April 12, 2011 will make two years since my best friend of nine years passed on to another place. Life has been extra difficult for me since. The hardest part is at the time of his passing we weren't speaking because of someone else's lies. It tore us apart. I don't know how that person can live with himself. Whenever I see him, I look at him with so much cynicism and blame. I can take part of the fault versus arguing, I should have just taken time to calm down. Christopher aka "Eli", I miss you...

Christopher was like the male version of me. I know that sounds weird, but our minds worked identically. He knew what I was thinking before I opened my mouth. I was very blessed to have him in my life. I know he's still with me, but it still rips me apart... He was only 29. And was taken by a heart attack.

What started the fight?
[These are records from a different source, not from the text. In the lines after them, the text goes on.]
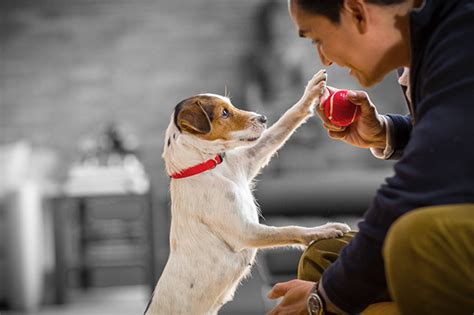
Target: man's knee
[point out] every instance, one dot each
(426, 253)
(320, 255)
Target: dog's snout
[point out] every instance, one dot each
(262, 119)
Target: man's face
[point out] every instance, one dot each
(351, 44)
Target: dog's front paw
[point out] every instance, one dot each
(314, 90)
(329, 230)
(334, 225)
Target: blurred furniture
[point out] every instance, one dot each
(26, 181)
(310, 199)
(106, 238)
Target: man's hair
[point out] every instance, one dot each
(332, 8)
Well when he came down to Arkansas, before I moved back up to Michigan, he stayed with us for two weeks. I feel some ease knowing he got to come back to Arkansas at least once before he left. The thing with Chris, is he was gay. A lot of my friends are. Well my father in laws brother made comments to him like "gay *** *****" and well I didn't hear him say it cause I was inside. Well the person who made the comments tried to say I told him to do so, and a bunch of other ****. I question why Chris would've even believed it, I think it was probably how mad I got at him for even thinking I would say something like that.

I had moved back to Michigan 12 days before he passed, sadly we never got to settle things. I did however make it to his memorial service. His family holds a close place in my heart... but I don't think there is anyone out there who will ever be able to relate so closely to me and understand me.

We had so much in common, we were both sexually abused. We both had a very crazy sense of humor.... One thing I will never forget is when he called Family Fare and asked if they sold maxi pads. They said yes. He said well do you sell maxi pads with wings. They said yeah. He goes well you better go catch em cause there flying away. Then his belching over the intercom at Walmart.... Yeah I'm a tomboy... lol I miss those times as immature as it sounds.